En 2012 a paru un livre (*) assez étonnant que certains journalistes hâtifs avaient pris au premier degré : « Le guide des gens, France 2012″. Soit un guide de 150 pages (feuillets lignés pour prendre des notes y compris) qui se présentait comme un palmarès de « gens », décrits, appréciés et notés ; personnes qui méritaient ou non d’être visitées à domicile. Flairant l’entourloupe menée hyper sérieusement, intrigué, et me disant que j’avais peut-être là de quoi alimenter un atelier d’écriture, je l’avais acheté. C’était bien un recueil canular, mais littéraire, de portraits de « gens », composé avec un humour noir subtil et ironique, avec bien du talent, du style et pas mal d’acuité dans le trait, et souvent une certaine tendresse (**). Je m’en suis servi depuis lors de quelques ateliers en présentiel… L’ouvrage est excellent si l’on veut travailler sur les personnages car à travers les compte-rendus de visite sont parsemés des bribes de vie, des indices sur les personnalités… sur lesquels on peut s’appuyer, que l’on peut s’amuser à développer, à faire vivre.

Je vous ai donc sélectionné quelques portraits de gens parmi les quelques dizaines, et voici ce que je vous propose : adoptez un « gens » (monsieur, madame ou mademoiselle) ou un « couple de gens » et racontez-nous un moment de leur vie, — hors visite des rédacteurs du guide, car ça, c’est déjà fait : un moment d’aujourd’hui, d’hier ou de demain, qu’importe, dès lors que c’est sous forme de nouvelle (une nouvelle ne comprend pas forcément une intrigue — mais si cela vous est nécessaire, plaquez-en une. Une nouvelle est un moment, souvent fractal d’ailleurs, en ce sens, comme les portraits écrits par l’auteur Philippe Gaubet dans ce Guide des gens, où ce moment exprime ou recèle un tout. Sinon c’est aussi un moment qui suggère un passé marquant, un instant de basculement de l’existence, un futur à venir, un présent particulier…) Si certain(e)s d’entre vous optent pour le même « gens », aucune importance ; on en saura même plus alors sur ce « gens »…

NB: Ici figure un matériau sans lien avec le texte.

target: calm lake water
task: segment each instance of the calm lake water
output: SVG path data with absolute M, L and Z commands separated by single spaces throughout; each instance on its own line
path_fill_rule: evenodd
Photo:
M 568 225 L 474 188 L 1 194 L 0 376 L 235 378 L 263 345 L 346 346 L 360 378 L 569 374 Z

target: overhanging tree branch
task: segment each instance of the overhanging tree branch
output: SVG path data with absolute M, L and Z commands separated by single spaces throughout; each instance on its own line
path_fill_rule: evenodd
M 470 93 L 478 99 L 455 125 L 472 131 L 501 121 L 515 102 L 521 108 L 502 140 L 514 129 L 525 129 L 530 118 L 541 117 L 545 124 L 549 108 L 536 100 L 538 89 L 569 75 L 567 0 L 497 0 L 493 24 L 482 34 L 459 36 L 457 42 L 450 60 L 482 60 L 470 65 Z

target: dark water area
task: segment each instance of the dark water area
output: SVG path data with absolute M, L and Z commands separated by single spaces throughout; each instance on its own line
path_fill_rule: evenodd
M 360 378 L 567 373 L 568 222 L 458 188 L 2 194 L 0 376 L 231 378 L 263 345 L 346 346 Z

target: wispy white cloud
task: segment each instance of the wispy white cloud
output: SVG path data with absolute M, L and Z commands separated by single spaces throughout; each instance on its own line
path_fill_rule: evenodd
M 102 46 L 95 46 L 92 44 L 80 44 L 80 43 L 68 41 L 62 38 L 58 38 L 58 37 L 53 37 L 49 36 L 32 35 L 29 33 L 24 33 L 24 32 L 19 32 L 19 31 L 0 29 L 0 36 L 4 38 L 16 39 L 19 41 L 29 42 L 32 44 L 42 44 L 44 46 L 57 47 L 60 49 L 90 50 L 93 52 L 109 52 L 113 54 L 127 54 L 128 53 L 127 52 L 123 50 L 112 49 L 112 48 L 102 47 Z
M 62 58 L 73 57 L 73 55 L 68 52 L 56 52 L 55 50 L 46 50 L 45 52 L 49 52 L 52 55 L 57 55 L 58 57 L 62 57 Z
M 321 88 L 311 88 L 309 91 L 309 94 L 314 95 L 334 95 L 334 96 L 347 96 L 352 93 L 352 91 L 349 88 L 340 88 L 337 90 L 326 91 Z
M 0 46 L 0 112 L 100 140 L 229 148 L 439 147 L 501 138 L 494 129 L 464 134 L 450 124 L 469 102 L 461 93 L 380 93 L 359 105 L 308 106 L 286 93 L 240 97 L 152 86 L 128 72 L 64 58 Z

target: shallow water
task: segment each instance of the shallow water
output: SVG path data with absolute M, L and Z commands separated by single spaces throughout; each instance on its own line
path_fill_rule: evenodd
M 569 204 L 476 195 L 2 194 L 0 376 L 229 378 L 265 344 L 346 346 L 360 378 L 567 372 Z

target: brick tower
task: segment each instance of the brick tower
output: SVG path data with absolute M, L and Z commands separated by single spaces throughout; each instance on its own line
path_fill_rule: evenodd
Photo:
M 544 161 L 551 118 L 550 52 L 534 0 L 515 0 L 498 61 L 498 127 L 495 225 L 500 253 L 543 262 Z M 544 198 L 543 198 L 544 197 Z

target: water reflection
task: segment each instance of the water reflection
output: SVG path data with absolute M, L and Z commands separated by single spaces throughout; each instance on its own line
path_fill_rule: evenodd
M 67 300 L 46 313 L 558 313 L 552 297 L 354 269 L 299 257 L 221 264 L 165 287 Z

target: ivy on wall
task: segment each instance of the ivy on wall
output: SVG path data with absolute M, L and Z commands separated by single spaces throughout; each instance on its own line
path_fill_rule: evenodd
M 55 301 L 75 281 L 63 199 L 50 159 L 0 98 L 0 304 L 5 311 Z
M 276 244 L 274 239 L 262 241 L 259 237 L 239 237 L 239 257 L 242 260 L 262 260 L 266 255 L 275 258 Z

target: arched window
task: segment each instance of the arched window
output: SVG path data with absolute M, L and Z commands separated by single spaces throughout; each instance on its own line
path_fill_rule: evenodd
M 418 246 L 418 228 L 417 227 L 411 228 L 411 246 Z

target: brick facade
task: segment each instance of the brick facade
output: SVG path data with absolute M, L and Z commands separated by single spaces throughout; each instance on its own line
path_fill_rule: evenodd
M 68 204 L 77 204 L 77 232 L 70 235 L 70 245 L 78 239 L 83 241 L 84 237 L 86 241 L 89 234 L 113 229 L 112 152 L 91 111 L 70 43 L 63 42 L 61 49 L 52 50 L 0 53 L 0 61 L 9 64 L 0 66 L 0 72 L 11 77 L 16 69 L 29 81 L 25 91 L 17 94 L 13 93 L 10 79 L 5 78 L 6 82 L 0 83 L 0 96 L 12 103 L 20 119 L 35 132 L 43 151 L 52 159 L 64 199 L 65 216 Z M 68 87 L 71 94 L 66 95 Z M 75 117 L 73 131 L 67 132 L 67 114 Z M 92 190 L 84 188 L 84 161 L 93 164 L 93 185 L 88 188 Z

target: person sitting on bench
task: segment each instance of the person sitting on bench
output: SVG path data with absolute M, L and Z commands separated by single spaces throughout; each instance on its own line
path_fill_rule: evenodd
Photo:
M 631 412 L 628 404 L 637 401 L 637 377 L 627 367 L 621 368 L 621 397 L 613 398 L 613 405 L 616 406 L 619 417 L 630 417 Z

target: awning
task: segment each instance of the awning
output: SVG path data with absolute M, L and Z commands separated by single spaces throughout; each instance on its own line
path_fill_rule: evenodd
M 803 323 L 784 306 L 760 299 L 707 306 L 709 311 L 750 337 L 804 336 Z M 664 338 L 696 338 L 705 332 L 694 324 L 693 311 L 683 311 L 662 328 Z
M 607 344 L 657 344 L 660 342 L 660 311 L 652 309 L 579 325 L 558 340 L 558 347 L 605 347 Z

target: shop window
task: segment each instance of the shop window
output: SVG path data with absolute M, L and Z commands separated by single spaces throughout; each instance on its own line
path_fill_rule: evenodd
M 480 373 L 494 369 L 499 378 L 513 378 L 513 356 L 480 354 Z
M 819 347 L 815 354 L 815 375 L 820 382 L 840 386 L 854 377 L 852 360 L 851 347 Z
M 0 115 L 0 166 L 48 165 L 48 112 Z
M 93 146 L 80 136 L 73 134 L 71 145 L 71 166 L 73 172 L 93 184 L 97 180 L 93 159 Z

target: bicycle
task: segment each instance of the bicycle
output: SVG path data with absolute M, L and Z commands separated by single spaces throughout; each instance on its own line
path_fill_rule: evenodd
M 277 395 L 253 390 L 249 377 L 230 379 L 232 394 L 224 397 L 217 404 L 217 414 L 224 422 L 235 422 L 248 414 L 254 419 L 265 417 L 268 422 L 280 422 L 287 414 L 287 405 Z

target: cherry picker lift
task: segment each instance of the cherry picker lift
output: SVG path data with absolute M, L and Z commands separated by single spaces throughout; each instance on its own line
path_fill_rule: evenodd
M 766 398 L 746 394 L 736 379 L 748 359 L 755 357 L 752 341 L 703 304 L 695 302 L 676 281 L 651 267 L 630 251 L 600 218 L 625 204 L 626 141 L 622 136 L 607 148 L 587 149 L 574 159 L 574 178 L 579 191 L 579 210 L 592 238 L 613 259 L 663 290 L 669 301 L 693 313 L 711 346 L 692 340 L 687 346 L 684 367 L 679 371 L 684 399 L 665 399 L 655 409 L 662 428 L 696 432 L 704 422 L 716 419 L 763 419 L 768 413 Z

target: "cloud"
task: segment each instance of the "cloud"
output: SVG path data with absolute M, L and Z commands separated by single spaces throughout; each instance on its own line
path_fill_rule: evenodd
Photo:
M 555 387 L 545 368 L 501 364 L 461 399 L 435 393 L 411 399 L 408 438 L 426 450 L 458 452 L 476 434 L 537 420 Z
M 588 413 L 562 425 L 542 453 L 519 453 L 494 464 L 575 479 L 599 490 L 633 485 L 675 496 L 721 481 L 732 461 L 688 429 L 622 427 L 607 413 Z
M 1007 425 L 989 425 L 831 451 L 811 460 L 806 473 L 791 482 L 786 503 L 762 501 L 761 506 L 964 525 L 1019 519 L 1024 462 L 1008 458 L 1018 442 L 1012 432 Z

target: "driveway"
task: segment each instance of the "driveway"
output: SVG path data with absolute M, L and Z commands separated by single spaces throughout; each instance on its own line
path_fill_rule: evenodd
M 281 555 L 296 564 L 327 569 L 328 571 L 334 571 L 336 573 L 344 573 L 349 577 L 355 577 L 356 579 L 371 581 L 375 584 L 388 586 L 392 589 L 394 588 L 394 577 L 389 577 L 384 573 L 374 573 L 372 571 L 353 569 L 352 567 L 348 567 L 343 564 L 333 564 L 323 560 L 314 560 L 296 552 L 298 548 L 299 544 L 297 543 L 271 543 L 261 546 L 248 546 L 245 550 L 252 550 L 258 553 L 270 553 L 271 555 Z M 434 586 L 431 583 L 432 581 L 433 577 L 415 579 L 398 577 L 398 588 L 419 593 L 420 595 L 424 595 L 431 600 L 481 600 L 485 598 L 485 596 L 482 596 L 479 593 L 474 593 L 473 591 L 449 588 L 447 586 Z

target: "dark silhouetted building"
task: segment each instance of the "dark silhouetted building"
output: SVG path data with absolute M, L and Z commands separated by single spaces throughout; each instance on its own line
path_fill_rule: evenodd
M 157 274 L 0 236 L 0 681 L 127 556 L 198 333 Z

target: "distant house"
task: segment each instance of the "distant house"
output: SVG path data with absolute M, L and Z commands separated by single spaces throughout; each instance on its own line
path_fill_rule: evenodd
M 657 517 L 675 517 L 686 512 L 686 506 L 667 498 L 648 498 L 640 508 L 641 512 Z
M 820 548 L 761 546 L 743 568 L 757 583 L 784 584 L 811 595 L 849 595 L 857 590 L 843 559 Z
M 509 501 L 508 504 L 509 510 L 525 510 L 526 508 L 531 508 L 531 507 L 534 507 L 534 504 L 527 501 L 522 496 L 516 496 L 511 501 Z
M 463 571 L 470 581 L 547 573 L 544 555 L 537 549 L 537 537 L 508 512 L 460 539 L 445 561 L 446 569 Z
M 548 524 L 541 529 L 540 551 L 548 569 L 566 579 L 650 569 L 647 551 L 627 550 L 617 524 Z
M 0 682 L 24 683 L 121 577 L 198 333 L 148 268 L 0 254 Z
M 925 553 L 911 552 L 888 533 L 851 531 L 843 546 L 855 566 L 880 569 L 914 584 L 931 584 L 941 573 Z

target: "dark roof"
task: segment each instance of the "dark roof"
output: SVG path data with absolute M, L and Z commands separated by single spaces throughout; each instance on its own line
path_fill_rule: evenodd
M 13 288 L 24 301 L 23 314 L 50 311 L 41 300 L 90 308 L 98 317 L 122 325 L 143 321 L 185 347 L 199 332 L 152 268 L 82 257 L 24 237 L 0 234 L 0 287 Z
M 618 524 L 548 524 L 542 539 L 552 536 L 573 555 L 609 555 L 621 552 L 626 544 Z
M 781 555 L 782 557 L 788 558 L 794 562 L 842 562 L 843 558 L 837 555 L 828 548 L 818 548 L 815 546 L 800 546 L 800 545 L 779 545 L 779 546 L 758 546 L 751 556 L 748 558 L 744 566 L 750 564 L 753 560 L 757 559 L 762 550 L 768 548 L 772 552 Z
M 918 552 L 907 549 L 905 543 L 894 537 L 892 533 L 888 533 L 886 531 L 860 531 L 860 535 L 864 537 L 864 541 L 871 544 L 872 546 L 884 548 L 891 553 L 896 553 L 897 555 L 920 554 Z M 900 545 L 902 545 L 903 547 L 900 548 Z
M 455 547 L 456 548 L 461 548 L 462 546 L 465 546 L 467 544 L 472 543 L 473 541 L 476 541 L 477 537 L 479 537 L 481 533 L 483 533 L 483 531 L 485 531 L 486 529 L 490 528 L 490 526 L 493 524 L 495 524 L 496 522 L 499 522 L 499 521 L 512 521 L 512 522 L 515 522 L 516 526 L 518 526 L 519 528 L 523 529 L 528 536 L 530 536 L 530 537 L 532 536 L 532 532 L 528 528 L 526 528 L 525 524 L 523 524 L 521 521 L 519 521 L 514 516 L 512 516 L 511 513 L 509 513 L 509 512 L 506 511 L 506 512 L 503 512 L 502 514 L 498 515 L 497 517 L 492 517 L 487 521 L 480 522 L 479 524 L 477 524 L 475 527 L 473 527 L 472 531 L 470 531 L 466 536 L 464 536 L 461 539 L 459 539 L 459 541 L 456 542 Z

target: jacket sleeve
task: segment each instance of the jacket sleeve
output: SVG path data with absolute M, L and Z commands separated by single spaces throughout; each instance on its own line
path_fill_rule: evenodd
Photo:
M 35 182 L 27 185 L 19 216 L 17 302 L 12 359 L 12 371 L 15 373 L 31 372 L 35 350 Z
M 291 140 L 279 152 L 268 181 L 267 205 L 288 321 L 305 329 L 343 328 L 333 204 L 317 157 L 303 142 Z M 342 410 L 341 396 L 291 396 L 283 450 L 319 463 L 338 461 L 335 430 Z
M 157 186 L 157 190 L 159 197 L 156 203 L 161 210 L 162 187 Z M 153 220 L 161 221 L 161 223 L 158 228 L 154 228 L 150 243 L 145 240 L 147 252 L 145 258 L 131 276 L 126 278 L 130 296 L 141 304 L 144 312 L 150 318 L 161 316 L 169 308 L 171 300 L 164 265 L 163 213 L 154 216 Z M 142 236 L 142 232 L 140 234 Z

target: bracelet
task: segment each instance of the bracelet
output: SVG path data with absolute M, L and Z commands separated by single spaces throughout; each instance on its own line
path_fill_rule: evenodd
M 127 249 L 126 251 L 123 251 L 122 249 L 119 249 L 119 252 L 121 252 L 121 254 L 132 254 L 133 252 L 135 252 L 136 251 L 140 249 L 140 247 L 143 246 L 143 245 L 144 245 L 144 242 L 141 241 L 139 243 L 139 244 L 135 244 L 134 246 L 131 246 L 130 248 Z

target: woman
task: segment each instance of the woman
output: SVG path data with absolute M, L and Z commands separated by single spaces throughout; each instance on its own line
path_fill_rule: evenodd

Alors voilà, je vous laisse ci-dessous choisir votre « gens ». Je vous présente donc plus bas Melle Carpiamino, le couple Boudogre, les jumelles Levriel, Mme Casalba, M. Landreu, Melle Moiterre, M. Swend, Melle Gouitre, M. Chalmègre, Mme Rattachant, M. Lhospitale, les Opel-Meda, et Mme de Fauverages. J’espère que vous allez passer un bon moment avec eux. C’est d’ailleurs ce que vous incite, à l’origine, à faire Le Guide des gens, France 2012.

(*) « Les éditions noir sur blanc » (Lausanne). Rédaction Philippe Caubet, photographies Léa Lund. L’ouvrage comprend même une page sur les « disparus », décédés depuis la présumée édition 2011 et une feuille pour candidater si l’on veut être visité par les rédacteurs du guide.
> Si vous en voulez plus, et ça le mérite, on peut certainement acquérir l’ouvrage > ici chez l’éditeur.

(**) Portraits de gens qui pour certains, vous le lirez ci-dessous bas, pourraient parfois se réclamer du mouvement parisien branché des années 90 dont je ne retrouve hélas plus trace (hormis dans Le Petit traité de désinvolture de Denis Grosdanovitch dont je recommande au passage la lecture) et qui s’appelait les « banalistes », et amusait la presse d’alors. Il s’agissait, lors d’une journée de promenade sans intérêt et sans parler, de se côtoyer dans des arrêts de bus, ou d’aller déjeuner dans un troquet sans âme près du Viaduc des Fades qu’on traversait une fois dans un sens, puis dans l’autre, avant de rentrer chez soi.